Walter Reed National Medical Military Center says it has parted ways with a non-profit organization that trains and provides service dogs for veterans because its contract didn't give the hospital enough oversight over the program.
NBC4 Washington news partner WTOP reported Wednesday that Warrior Canine Connection trainers and and puppy raisers at Fort Belvoir and at two locations on the campus of the Walter Reed National Military Medical Center, were told on Oct. 27th to vacate their offices.
Walter Reed spokesperson Sandy Dean told News4 Thursday the military hospital effectively canceled its contract with Warrior Canine Connection.
"We issued a stop work order to the prime contractor so that we could restructure the contract to enhance oversight of patient care," Dean said Thursday evening.
Dean said the contract did not provide Walter Reed enough oversight over the program. As a result, Walter Reed will restructure its Canine Assisted Therapy program, according to Dean. The government contract will then go out to bid.

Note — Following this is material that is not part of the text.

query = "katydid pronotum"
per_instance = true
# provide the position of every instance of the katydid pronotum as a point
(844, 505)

"We are expeditiously updating our Canine Assisted Therapy program to bring an enhanced version back on-line and apologize for any inconvenience or disturbance this temporary pause may bring to our patents and staff's normal routine," Dean said.
In the meantime, Dean said patients who worked with Warrior Canine Connection's service dogs at their facility will still receive services through the hospital's other therapy programs.
Warrior Canine Connection Executive Director Rick Yount told WTOP no one had given him any information about why the program was halted at the military sites.
“At two o’clock in the afternoon, I received a phone call saying there was a stop work order. There was no explanation whatsoever as to why that was the decision,” Yount told WTOP.
"Legally we are not permitted to discuss contract matters with subcontractors. That responsibility rests with the prime contractor," Dean said. Dean said the prime contractor is MD Consulting.
On an old dairy farm in Boyds, Maryland, Warrior Canine Connection trains golden retriever puppies to be the next generation of service dogs.
The program has touched 4,000 service members and veterans, Yount told News4 in April.
"It's something outside themselves, and they'll stretch themselves and do things that they never would because they're focused on the mission,” he said. “It's not about them."